Abstract
Rationale
IL-6 is a pleiotropic cytokine that is involved in the regulation of inflammation. Increased serum IL-6 levels are associated with reduced FEV1 in COPD patients independent of age or smoking status. Elevated levels of sputum IL-6 in COPD patients have been associated with increased exacerbation frequency. The mechanism by which IL-6 may mediate inflammation in COPD is uncertain. We sought to determine levels of IL-6 and its soluble receptor (sIL-6R) in COPD sputum.

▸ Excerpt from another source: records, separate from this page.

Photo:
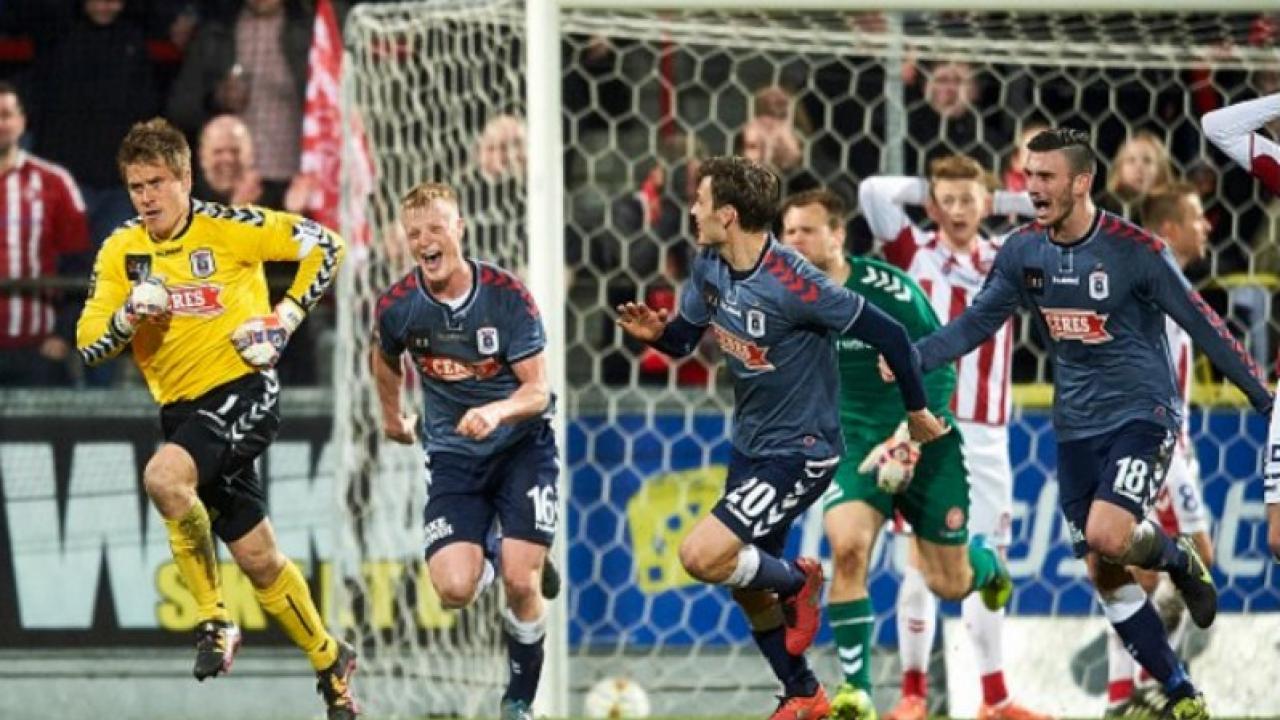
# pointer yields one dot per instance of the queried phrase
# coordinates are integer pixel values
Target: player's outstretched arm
(882, 197)
(676, 336)
(1174, 295)
(1232, 130)
(529, 400)
(397, 425)
(115, 309)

IL-6 signaling can alter the levels of the neutrophil chemoattractant CCL3 and the monocyte chemoattractant CCL2; we also investigated the levels of these chemokines.
Methods
70 patients with GOLD stage I-IV COPD and 30 healthy controls comprising of 15 healthy smokers (HS) and 15 healthy non-smokers (HNS) underwent sputum sampling with PBS processing. Levels of IL-6, sIL-6R, CCL2, CCL3 were determined by multiplex analysis (MSD® platform) of sputum supernatant.
Results
Healthy smokers expressed the highest levels of sputum IL-6. COPD patients expressed the highest levels of sIL-6R. COPD patients also expressed the highest levels of sputum CCL3. In contrast, CCL2 expression was significantly reduced in COPD patients.

 COPDHSHNSANOVA
IL-6 (pg/ml)116.8 (84.5)258.3 (214.1)80.87 (74.34)p=0.0016
sIL-6R (pg/ml)256.6 (260.9)98.84 (44.33)136.2 (90.31)p=0.019
CCL2 (pg/ml)26.7 (51.2)207.8 (104)162.4 (142.6)p<0.0001
CCL3 (pg/ml)182.1 (164)8.12 (6.83)58.75 (63.17)p<0.0001
Data expressed as mean (SD)


Conclusion
We report evidence of enhanced IL-6 signaling and CCL3 activity in COPD sputum. We have observed that there is reduced CCL2 activity and enhanced CCL3 activity in COPD sputum. IL-6 may therefore promote neutrophillic inflammation in COPD through up-regulation of CCL3 expression.